In remarks before the Blockchain Association, Acting OCC Comptroller Michael Hsu identified lessons from the 2008 financial crisis that regulators and the crypto industry should apply to "avoid repeating the mistakes of the past."

Mr. Hsu warned of similarities between the trajectory of (i) the crypto and decentralized finance ("DeFi") industries and (ii) the derivatives business leading up to the 2008 financial crisis. He drew a distinction between innovation used to solve a problem and "innovation for innovation's sake," explaining that the latter lacks a clear purpose. Mr. Hsu likened the proliferation of synthetic collateralized debt obligation-squared deals and negative amortization mortgages to the creation of stablecoin savings accounts, asserting that these products lack straightforward explanations as to their function and how returns are generated. Mr. Hsu stated that most crypto/DeFi innovations do not appear to be addressing issues in the real economy.

Mr. Hsu also pointed out that the percentage of the underbanked who own a cryptocurrency is higher than the percentage of the fully banked. Citing these statistics, he raised concerns that a crypto or DeFi financial crisis would impact the individuals who are least likely to endure it.

Mr. Hsu also cautioned that the crypto/DeFi industry's ability to withstand previous destabilizing events is not an indication that the industry will withstand future events as crypto markets open up more and more to mainstream investors rather than just "hardcore believers."

Noting the similarities between the innovation leading up to the 2008 financial crisis and the rapid developments in the crypto/DeFi space, Mr. Hsu recommended that regulators and the crypto/DeFi industries:

  • root financial innovation in a clear purpose to ensure that its advent is actually helping to solve an issue, such as reducing the expenses associated with poverty and improving access to credit, banking services and affordable housing;

  • advocate for and address scrutiny of crypto innovations to ensure that they better serve the public and are more sustainable; and

  • ensure that the profit and loss mechanisms of a crypto innovation can be explained without jargon.


OCC Comptroller Hsu's speech leaves little doubt as to his skepticism of crypto/DeFi markets. His comparison of current crypto/DeFi innovations as similar to the credit default swaps that, in significant part, precipitated the 2008 global financial crisis, will not go unnoticed by market participants and financial regulators. Beyond tone, the content of Comptroller Hsu's speech is largely consistent with his previous remarks expressing caution on technological innovations outside of the traditional banking system.

The speech raises a number of interesting questions as to the "purpose" of financial innovation, to use Comptroller Hsu's terms. For example, if financial innovation should be "anchored in purpose," as he posits, what should that purpose be? Who or what should determine such purpose or evaluate whether that purpose is appropriate or satisfactory? Isn’t one of the fundamental purposes of any business, crypto or otherwise, to satisfy consumer demand? Should such decisions be left to financial regulators or to the market itself? 

Further, Comptroller Hsu argues that all financial innovation can be subject to "perversion" at one point or another.
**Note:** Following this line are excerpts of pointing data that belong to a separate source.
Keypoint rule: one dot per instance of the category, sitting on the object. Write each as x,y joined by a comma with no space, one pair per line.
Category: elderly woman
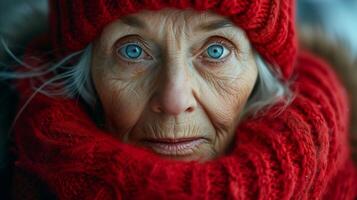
179,100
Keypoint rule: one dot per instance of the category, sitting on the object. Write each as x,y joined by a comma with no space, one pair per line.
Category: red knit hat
269,24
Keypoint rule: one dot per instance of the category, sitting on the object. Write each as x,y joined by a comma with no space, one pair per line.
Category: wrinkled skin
175,91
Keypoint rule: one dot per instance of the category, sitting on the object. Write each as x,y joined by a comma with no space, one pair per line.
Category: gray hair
76,81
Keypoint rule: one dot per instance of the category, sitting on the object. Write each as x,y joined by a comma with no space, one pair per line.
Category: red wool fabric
269,24
299,152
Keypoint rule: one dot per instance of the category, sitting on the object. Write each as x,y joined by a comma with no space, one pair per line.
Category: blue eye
215,51
131,51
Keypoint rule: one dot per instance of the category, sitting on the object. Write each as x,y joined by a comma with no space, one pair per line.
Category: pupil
133,51
215,51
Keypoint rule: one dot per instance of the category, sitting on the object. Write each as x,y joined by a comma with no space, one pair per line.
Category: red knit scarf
299,153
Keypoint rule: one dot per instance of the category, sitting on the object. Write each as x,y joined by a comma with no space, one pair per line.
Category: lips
174,147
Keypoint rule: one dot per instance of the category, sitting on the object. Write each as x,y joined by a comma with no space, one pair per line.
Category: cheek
122,101
224,99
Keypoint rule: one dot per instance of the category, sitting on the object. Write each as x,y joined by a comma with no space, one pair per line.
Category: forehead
179,19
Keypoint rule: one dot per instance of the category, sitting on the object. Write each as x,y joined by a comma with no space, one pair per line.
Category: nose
174,94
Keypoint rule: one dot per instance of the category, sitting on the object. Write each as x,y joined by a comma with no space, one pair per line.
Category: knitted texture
269,24
301,152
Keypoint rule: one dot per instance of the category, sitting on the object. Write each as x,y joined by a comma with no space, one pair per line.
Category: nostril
189,109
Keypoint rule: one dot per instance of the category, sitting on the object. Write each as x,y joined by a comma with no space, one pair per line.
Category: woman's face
174,81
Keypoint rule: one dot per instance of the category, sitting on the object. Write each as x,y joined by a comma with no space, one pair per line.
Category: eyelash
221,41
214,39
120,45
However, his remarks are silent as to how to determine and prevent such "perversions" in innovation. He criticizes innovations in crypto/DeFi markets as inappropriately "focused on enhancing trading" rather than providing "solutions to problems in the real economy." Yet, are all innovations that are focused on enhancing trading necessarily perversions?  What role do financial regulators have in mitigating or managing such "perversions"? 

While these questions do not have any obvious answers, they should be considered, particularly as crypto/DeFi markets continue to develop and move into banking sector activities.